Publication number: WO2012105092A1
Application number: PCT/JP2011/073806
Authority: WO
Inventors: 卓磨人見; 久保田　雅
Original assignee: 三洋電機株式会社; 三洋電波工業株式会社
Priority date: 2011-01-31
Filing date: 2011-10-17
Publication date: 2012-08-09
Also published as: US20130307401A1; JPWO2012105092A1

Abstract

[Problem] To provide a light-emitting device package that has high reflectance and is strong. [Solution] A light-emitting device package (10) contains a high refractive index material (23) that comprises a glass ceramic (21) as a primary component and that has a higher refractive index than the glass ceramic (21); the package houses a light-emitting element (2) and reflects in a prescribed direction light emitted from the light-emitting element (2). The high refractive index material (23) comprises a silicate compound.

Description

Light emitting device package

The present invention also relates to a light emitting device package that houses a light emitting element.

A conventional light emitting device is disclosed in Patent Document 1. This light-emitting device includes a package that houses a light-emitting element such as an LED. The package is formed of, for example, a sintered body mainly composed of glass ceramic made of borosilicate glass and alumina.
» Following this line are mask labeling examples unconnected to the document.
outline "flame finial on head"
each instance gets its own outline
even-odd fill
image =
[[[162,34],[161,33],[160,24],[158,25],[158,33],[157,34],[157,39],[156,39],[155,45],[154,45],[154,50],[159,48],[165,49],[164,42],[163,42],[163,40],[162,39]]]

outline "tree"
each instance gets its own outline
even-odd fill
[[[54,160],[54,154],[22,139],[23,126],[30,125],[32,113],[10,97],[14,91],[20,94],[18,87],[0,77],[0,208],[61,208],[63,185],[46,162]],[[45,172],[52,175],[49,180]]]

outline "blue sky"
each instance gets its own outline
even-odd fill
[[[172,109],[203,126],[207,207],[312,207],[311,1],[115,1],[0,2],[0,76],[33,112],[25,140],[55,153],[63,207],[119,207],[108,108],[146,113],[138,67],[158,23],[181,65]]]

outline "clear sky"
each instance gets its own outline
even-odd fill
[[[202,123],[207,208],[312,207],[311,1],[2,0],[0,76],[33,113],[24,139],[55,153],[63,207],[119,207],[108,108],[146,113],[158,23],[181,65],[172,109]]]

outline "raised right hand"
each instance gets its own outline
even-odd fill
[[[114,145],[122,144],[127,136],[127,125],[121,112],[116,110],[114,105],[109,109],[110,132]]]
The sintered body contains a high refractive index material such as zirconia (ZrO ₂ ) or zinc oxide (ZnO) having a higher refractive index than glass ceramics. The powder of the high refractive index material and the glass ceramic raw material are mixed, formed into a predetermined shape, and then fired to form a sintered body of the package.
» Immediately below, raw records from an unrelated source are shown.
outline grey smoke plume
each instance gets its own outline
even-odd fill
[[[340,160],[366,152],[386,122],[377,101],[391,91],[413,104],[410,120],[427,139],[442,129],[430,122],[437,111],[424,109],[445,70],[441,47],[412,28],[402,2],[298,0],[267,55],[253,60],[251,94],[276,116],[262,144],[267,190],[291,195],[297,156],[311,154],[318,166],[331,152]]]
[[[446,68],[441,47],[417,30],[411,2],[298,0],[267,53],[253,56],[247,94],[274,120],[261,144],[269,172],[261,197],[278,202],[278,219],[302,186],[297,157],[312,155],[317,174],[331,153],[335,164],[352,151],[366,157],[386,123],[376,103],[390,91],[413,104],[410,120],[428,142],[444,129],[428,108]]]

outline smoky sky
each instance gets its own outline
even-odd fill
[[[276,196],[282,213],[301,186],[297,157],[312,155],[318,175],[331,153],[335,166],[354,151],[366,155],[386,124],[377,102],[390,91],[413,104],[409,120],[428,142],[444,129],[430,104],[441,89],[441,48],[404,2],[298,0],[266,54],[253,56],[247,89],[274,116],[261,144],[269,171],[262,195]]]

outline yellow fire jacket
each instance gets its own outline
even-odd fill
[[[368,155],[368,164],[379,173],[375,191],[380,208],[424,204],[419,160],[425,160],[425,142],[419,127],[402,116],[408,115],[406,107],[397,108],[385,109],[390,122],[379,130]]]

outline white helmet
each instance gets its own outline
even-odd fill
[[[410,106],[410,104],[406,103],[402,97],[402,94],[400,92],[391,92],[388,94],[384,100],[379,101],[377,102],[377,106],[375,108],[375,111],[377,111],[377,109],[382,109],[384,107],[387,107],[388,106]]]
The package has a base on which a wiring conductor is formed and an annular reflecting portion that is bonded and fixed on the base. The light emitting element is housed inside the reflecting portion and connected to the wiring conductor by wire bonding or the like. Then, the light emitting element is sealed by filling the inside of the reflection portion with a sealing material made of a transparent resin.

The light emitted from the light emitting element is guided through the sealing material, reflected by the substrate surface and the inner wall of the reflecting portion, and guided upward. Thereby, light is emitted in a predetermined range from the upper surface of the light emitting device.
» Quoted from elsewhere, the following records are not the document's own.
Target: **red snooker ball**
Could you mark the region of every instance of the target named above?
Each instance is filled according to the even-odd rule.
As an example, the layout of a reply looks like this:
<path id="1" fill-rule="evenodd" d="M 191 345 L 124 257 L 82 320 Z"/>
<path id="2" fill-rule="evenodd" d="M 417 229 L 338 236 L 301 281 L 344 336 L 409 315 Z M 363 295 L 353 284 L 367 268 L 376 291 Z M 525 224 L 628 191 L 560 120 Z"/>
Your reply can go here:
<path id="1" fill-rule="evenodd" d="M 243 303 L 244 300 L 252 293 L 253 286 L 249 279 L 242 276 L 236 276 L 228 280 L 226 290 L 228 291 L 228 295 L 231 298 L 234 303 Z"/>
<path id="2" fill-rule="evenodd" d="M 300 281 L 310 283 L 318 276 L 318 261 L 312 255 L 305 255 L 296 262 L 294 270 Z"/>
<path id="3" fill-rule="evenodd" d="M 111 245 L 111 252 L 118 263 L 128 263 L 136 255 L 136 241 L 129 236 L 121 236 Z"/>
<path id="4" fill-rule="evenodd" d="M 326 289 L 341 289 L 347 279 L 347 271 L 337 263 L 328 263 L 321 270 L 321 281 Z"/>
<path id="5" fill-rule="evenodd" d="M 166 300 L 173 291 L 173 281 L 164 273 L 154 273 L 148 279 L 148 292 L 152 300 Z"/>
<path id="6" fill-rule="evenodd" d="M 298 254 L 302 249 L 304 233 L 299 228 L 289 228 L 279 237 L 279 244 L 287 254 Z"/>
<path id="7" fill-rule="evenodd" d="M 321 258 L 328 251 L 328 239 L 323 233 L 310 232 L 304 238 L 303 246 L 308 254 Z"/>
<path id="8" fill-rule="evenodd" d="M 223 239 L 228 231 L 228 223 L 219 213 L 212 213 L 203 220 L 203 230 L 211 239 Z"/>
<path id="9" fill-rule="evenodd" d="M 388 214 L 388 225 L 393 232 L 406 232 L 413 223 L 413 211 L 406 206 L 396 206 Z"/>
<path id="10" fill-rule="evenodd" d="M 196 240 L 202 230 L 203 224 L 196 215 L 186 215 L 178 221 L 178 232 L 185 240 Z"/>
Since the package has a high refractive index material, the amount of reflected light at the interface between the two increases due to the difference in refractive index between the glass ceramic particles and the high refractive index material particles. Thereby, the reflectance of a package can improve and the light emission efficiency of a light-emitting device can be improved.

JP2009-164111A (pages 8 to 26, FIG. 3)

However, according to the conventional package for a light emitting device, the high refractive index material chemically reacts with the surrounding glass components and changes its quality when the package is baked. For example, when zinc oxide is used as the high refractive index material, garnite is formed during firing. For this reason, there is a problem that the refractive index of the high refractive index material is lowered and the reflectance of the package is lowered.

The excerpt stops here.